A year ago, Marnie would have spent the remainder of the evening wallowing in unhappy thoughts peppered with what-ifs and if-onlys. Tonight, determination had her shrugging into the sweater, grabbing a bag of potato chips she’d brought from Arizona and the bottle of wine she bought earlier that day, and walking out the door. She was alive. She needed to act that way, not only for herself, but also for Noah.
Besides, it was really all about the possibility of a shower and nothing more, she told herself, intent on ignoring that fluky flutter in her belly.
Still, she didn’t miss the irony that as she crossed the stretch of beach she was quite literally walking out of the darkness and toward the light.
CHAPTER THREE
J.T. WAS scowling when he opened his door. He wore a long-sleeved lightweight pullover with a discreet designer insignia embroidered on the front and a pair of faded jeans in deference to the temperature dip. But his feet, tanned and the tops sprinkled with golden hair, were bare.
He leaned against the jamb and crossed his arms. “Come to apologize?”
Marnie had, thinking that might be the best way to wheedle a shower out of him, but she would be damned if she was going to now and have him believe she had somehow been shamed into it.
“Peace offering,” she said instead, holding out the chips and wine.
He didn’t invite her inside. He came out instead and closed the door firmly behind him before she could glimpse much of the interior. Still, she wondered, had those countertops been made of granite or marble? His place definitely was a huge step up from hers and Marisa had said he owned it.
“Are you coming?”
She watched one sandy eyebrow lift, as if he were daring her to comment or ask a question. She swallowed both.

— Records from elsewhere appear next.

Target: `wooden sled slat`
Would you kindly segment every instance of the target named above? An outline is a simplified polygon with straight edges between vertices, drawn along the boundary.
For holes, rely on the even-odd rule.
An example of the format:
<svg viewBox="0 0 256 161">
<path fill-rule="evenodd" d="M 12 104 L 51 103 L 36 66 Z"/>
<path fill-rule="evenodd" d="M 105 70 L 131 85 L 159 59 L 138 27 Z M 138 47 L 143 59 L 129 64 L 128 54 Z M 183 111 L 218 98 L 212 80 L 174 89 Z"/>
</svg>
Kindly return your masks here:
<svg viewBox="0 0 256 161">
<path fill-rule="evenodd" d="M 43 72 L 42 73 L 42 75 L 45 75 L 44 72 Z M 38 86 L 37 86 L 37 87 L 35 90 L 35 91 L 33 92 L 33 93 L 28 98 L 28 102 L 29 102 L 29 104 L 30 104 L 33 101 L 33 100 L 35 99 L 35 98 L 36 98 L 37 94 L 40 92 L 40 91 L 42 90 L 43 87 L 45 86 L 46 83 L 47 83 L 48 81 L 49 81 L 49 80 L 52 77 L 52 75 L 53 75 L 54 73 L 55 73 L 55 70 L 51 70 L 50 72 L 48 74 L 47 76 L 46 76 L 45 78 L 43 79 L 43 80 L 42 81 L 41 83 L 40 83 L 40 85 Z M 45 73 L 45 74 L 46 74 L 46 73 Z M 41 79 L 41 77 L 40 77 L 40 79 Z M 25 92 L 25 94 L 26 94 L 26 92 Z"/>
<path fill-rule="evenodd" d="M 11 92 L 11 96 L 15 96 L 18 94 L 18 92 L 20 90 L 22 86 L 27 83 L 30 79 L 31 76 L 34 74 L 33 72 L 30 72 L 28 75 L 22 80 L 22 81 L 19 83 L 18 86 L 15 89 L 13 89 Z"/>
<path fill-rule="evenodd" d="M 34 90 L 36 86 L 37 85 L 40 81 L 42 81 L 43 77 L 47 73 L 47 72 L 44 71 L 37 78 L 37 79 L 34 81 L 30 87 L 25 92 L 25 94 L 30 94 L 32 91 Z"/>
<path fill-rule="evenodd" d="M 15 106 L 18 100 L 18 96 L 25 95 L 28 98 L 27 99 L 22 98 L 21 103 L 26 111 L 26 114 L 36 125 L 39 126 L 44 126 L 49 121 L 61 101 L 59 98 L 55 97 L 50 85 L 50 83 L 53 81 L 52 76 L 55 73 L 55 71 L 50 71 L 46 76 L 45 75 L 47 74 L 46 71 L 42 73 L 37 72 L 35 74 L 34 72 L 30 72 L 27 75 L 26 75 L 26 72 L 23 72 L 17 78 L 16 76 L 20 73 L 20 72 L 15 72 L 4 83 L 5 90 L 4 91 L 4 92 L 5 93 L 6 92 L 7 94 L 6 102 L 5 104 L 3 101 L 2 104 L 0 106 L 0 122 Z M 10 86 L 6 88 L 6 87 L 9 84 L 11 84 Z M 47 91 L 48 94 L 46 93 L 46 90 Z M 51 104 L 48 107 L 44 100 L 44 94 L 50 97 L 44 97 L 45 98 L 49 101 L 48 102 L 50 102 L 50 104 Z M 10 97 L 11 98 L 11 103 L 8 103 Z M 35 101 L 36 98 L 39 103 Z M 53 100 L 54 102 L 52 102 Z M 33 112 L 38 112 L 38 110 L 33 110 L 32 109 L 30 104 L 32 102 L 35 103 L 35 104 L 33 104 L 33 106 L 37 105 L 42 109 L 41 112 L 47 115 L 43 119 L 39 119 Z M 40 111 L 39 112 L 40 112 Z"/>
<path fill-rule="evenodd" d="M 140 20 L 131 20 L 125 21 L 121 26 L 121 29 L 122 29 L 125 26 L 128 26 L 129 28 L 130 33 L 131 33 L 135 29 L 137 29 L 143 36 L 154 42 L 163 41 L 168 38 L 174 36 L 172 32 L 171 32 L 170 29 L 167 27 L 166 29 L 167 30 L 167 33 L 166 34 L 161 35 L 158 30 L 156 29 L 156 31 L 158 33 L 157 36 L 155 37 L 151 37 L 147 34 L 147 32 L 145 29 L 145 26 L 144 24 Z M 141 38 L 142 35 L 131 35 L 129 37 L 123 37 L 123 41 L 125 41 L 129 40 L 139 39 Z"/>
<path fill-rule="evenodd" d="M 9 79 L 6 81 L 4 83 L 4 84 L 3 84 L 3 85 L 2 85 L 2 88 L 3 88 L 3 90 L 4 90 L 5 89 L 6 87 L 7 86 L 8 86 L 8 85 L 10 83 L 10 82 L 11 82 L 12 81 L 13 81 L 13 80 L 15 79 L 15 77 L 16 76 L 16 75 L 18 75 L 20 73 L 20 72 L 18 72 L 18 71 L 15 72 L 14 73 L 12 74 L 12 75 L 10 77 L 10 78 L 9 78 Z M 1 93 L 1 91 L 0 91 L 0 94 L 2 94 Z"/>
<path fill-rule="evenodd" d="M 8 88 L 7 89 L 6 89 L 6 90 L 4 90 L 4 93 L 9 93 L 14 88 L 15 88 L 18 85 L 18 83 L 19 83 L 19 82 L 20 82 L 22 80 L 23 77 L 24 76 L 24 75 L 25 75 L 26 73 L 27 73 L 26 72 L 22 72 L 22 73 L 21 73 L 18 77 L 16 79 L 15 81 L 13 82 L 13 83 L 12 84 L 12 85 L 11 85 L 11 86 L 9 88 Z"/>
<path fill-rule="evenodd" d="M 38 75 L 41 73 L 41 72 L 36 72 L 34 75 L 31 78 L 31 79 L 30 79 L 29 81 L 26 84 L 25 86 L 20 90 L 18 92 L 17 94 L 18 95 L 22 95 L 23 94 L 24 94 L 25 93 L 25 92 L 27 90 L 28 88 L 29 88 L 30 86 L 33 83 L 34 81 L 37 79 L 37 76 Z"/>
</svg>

“Lead the way,” she said instead.
A small wicker table and chairs took up most of a small patio on the side of the house that faced the ocean. J.T. accepted her gifts and headed toward it, turning his chair so that he was looking at the water when he sat.
The sun had almost set. It was but an orange glow melting onto the ocean’s relatively calm surface. And if not for the light that spilled from between the blind slats of the window behind him, Marnie might not have been able to make out his expression. But she could. His jaw was firmly clenched, as if her presence irritated him. He didn’t exactly invite her to sit and join him, but she did anyway.
“So, how long are you down here for?” she asked conversationally as she settled into her chair. She could hear her mother’s voice in her ear: A polite host or guest doesn’t monopolize the conversation but tries to get others to talk about themselves.
Clearly J.T.’s mother had made no admonition. At his glare, Marnie sighed.
“Oh, that’s right. You can ask questions, but apparently I’m not allowed to. I’ve got to tell you, J.T., given your attitude, it’s really no wonder that you vacation alone.”
If he was insulted, it didn’t show. “And what’s your reason?”